We watched the last day in the life of Abu Mouwayia al-Shimali, a chubby, bespectacled Saudi. Shimali discusses a letter purportedly written by a female prisoner at Abu Ghraib named Fatima, describing nightly public rapes of female prisoners by American guards. The letter is apocryphal, but it has circulated widely online, and has become a rallying point for the Iraqi insurgency. Shimali does not sound unhinged or bloodthirsty; he sounds humble.

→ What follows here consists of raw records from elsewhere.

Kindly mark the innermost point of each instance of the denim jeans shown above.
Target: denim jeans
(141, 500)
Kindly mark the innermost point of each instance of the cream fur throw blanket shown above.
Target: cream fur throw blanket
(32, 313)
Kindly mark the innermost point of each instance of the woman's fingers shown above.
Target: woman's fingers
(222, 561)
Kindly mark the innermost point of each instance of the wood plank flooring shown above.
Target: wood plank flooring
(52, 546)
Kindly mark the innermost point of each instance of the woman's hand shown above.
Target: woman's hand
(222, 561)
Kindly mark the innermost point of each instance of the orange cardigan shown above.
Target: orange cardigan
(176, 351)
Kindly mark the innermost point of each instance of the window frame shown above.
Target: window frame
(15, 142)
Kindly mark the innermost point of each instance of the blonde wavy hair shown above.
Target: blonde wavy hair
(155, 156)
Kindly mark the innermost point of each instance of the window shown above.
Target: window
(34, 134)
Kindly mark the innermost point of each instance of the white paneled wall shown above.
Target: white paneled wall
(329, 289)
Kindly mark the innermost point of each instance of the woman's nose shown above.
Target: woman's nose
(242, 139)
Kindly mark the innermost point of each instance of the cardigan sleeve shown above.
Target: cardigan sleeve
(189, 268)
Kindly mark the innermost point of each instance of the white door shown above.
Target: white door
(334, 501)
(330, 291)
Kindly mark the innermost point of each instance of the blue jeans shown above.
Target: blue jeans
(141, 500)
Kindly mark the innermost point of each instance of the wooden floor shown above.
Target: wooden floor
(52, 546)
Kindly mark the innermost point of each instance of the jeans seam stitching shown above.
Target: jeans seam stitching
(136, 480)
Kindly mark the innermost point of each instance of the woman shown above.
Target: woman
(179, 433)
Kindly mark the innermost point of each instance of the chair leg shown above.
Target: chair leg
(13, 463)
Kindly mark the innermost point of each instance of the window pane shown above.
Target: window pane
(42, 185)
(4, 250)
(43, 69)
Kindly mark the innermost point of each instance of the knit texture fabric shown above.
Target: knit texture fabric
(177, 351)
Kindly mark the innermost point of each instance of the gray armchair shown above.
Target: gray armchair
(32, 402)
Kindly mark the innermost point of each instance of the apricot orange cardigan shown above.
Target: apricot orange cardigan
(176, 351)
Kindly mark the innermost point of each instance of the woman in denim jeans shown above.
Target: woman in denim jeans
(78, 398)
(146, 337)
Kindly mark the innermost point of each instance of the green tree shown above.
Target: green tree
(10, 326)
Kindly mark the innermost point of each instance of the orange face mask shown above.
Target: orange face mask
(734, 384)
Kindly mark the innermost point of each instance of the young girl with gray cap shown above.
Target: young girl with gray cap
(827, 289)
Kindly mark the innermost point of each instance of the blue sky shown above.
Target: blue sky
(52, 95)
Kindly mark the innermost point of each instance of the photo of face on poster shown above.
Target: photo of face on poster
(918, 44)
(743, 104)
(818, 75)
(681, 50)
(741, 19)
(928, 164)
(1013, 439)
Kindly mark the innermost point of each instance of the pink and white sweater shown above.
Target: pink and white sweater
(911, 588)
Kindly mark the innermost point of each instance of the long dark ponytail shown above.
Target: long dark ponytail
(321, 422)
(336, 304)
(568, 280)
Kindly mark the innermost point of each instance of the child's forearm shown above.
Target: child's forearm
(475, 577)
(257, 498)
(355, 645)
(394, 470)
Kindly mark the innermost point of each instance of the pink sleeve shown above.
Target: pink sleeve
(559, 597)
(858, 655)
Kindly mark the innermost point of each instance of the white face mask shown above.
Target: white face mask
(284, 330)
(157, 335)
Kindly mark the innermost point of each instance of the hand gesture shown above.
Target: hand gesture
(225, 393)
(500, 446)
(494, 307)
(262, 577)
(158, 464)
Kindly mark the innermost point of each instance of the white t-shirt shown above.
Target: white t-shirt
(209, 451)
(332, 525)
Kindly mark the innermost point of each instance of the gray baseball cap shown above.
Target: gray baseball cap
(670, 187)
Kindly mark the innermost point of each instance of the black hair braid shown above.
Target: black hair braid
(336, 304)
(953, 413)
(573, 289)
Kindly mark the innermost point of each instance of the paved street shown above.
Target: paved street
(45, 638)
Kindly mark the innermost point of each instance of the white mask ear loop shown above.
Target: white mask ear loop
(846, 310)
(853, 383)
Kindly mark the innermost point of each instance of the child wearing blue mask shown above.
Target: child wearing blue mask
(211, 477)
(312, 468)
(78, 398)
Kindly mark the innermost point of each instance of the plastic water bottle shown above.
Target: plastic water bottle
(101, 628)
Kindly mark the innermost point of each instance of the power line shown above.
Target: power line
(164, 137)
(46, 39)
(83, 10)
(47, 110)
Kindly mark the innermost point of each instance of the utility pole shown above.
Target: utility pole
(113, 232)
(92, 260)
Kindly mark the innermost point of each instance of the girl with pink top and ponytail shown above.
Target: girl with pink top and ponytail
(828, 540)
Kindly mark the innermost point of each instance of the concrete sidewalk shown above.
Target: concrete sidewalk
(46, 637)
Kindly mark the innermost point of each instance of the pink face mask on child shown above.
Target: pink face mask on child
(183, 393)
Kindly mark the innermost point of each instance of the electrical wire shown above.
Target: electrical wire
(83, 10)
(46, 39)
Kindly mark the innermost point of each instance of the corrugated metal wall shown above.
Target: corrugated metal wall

Shimali is shown waving as he walks to a car. Then he is in the driver’s seat, with a rifle in his lap, patting a clunky metal apparatus next to him. His smile is warm, and he is speaking in a measured tone. “He is saying, ‘This is my bomb,’ ” Katz translated. The car pulls up to a dusty checkpoint manned by American and Iraqi soldiers, and then explodes. SITE distributed the video two days after it was posted. As you watch, it feels not like an advertisement for homicide but like an advertisement for belief. Katz told me that even she, watching such videos, could imagine wanting to become a suicide bomber.